Once again you disagree with the professional deer managers with the PGC. The data from the 2006 harvest showed the herd in 2G increased by 42% so they increased the antlerless allocation for 2007 by 37%.The PGC has the recruitment data from 2G during years with severe winters and years with mild winters so there is no need to do more research. Even after the severe winters of 2003 and 2004 it still required significant antlerless allocations and harvests to control the herd so your claim that the habitat is controlling the herd is bogus.
I’m not disagreeing with the deer management team in the least.
I know the difference between an increase in one year’s buck harvest verses a herd in crease though too which appears to be less then true for you.
Yes the evidence does suggest that the deer herd is increasing in unit 2G the past few years. But it is only increasing because the habitat has started to improve and we have had very mild winters the past couple years.
If the Game Commission had sufficient annual fawn recruitment data they wouldn’t have to work from three year averages or from deer that 1.5 to 2.5 years after they were born.

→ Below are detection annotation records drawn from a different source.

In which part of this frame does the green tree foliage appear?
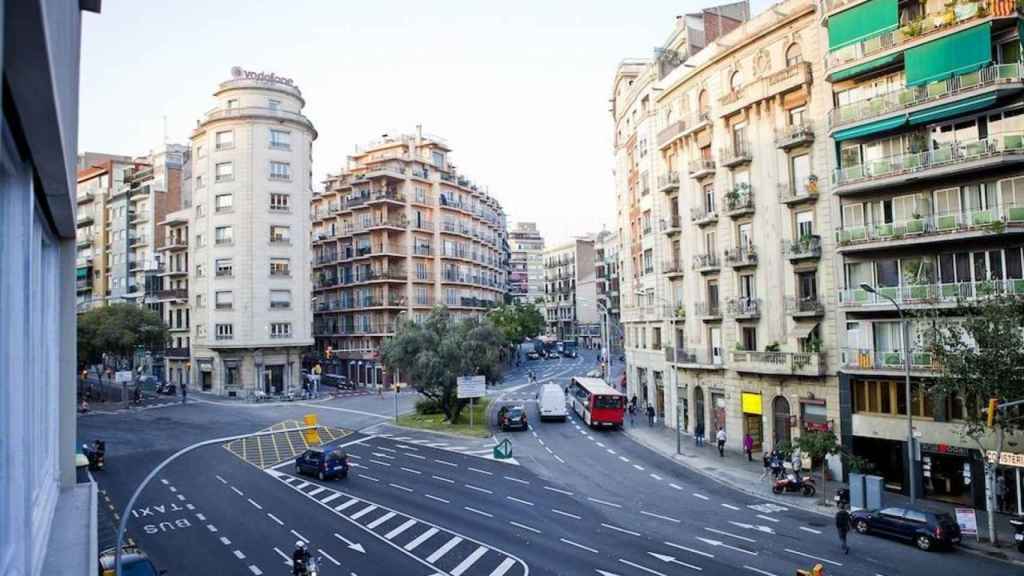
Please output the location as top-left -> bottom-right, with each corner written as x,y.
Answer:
381,306 -> 504,422
78,303 -> 167,366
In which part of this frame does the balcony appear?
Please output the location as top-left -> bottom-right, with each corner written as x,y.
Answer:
662,214 -> 683,236
833,132 -> 1024,195
689,158 -> 715,178
775,120 -> 814,150
718,140 -> 754,168
782,236 -> 821,261
732,351 -> 825,376
828,64 -> 1022,132
725,245 -> 758,269
726,298 -> 761,320
725,183 -> 754,218
657,170 -> 679,194
785,296 -> 825,318
778,175 -> 818,206
693,254 -> 722,274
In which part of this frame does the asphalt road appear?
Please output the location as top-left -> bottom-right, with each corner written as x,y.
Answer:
80,344 -> 1018,576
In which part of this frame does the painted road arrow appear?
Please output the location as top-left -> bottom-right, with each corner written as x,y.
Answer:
647,552 -> 703,572
334,532 -> 367,554
697,536 -> 758,556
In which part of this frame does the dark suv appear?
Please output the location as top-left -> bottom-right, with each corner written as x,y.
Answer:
295,448 -> 348,480
850,507 -> 961,550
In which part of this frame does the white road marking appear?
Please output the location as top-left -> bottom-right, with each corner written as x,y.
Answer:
551,508 -> 583,520
403,528 -> 437,551
559,538 -> 601,554
509,520 -> 543,534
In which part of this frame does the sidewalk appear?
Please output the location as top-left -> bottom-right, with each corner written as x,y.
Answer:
623,416 -> 1024,566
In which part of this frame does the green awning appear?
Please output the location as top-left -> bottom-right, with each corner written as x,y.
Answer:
909,94 -> 995,125
831,54 -> 903,82
833,116 -> 906,142
828,0 -> 899,50
903,22 -> 992,86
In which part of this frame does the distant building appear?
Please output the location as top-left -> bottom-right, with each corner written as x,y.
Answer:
509,222 -> 544,304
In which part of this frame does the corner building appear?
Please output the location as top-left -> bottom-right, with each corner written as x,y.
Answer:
184,69 -> 316,396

The reason we don’t have that data is because of the lack of funding to get it. If you think more research isn’t needed to have better management then it speaks volumes about how misguided you truly are.
No they didn’t need to harvest more antler less deer in unit 2G to control the herd after the harsh winters of 2003 and 2004. It just took that long forreality to catch up the management model becasue we have to work with recruitment from three year averages.
That is just an example of what I already explained about wildlife management always playing catch up to what has already occurred. We could narrow some of those lengthy catch up problems with adequate funding to do the required research, but a bunch of your fellow USP guys have been standing in the way of progress for decades now.
Now ,would you care to explain why the overbrowsed habitat in 2G could support an antlerless harvest of almost 5 DPSM from 1988 to 2002, and now can only support a harvest of 2.35 DPSM?
The fact is the habitat wasn’t able to sustain those higher populations following the two back to back harsh winters. We over protected the deer for way too long but we were getting away with it because we were having mostly years with good mast and mild winters. But, nature came along with a couple of hard winters and did what they hunters had failed to do. The winters reduced both the adult deer herds and the fawn recruitment over a couple years.
Plus hunters have simply gone to the areas where there are more deer that are easier to hunt. Thus the deer harvests have stayed lower then they should be. That isn’t a good thing for the long term future of deer populations within the unit, either.